Sejak virus Corona merebak, saya rajin memperhatikan bagaimana orang berdebat di media sosial. Sejak beberapa bulan lalu, energi debat memenuhi media sosial. Bahkan di satu grup WhatsApp, dua orang saling membongkar aib hanya karena berbeda pandangan soal Corona.

Saya mencatat, ada tujuh pandangan terkait merebaknya virus ini. Mari kita lihat satu per satu, kemudian tentukan di mana posisi Anda.

Pertama, kubu mengaku religius. Ketika Corona pertama merebak, mereka langsung menuduh kalau virus ini adalah tentara Allah yang hendak menghukum penduduk Cina. Mereka mengait-ngaitkan wabah ini dengan perlakuan tentara Cina yang dikabarkan membatasi ekspresi keberislaman orang Uyghur di Cina. Ditambah lagi, ada semacam endapan kebencian rasial yang lama tersimpan di hati.
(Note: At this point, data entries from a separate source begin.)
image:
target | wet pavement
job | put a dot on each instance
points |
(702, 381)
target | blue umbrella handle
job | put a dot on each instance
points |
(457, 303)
Mereka langsung setuju pernyataan seorang pendakwah mengenai virus ini sebagai tentara Allah. Padahal, pendakwah itu telah memberikan penjelasan kalau dirinya hanya menyebut itu sebagai salah satu tafsir. Artinya, dia terbuka pada banyak tafsir lainnya. Apa pun itu, fans garis kerasnya langsung menyebarkan tafsiran itu.

Saat virus itu mulai menyerang Timur Tengah, perlahan mereka terdiam. Sebab virus itu bisa menyerang siapa saja, tanpa mengenal apa pun kewarganegaraannya. Di satu grup percakapan, seorang dokter tak henti-hentinya menyebut virus ini sebagai hukuman bagi bangsa Cina. Dia lupa kalau semua jenis penyakit tidak pernah menyerang satu bangsa, melainkan spesies manusia.

Kedua, kubu mengaku rasional. Kubu kedua ini adalah anti-tesis dari kubu pertama. Mereka tidak percaya kalau virus ini adalah tentara Allah. Mereka melihat virus ini muncul dari satu proses biologis yang bisa dijelaskan secara ilmiah, serta bisa diatasi dengan memperkuat riset-riset.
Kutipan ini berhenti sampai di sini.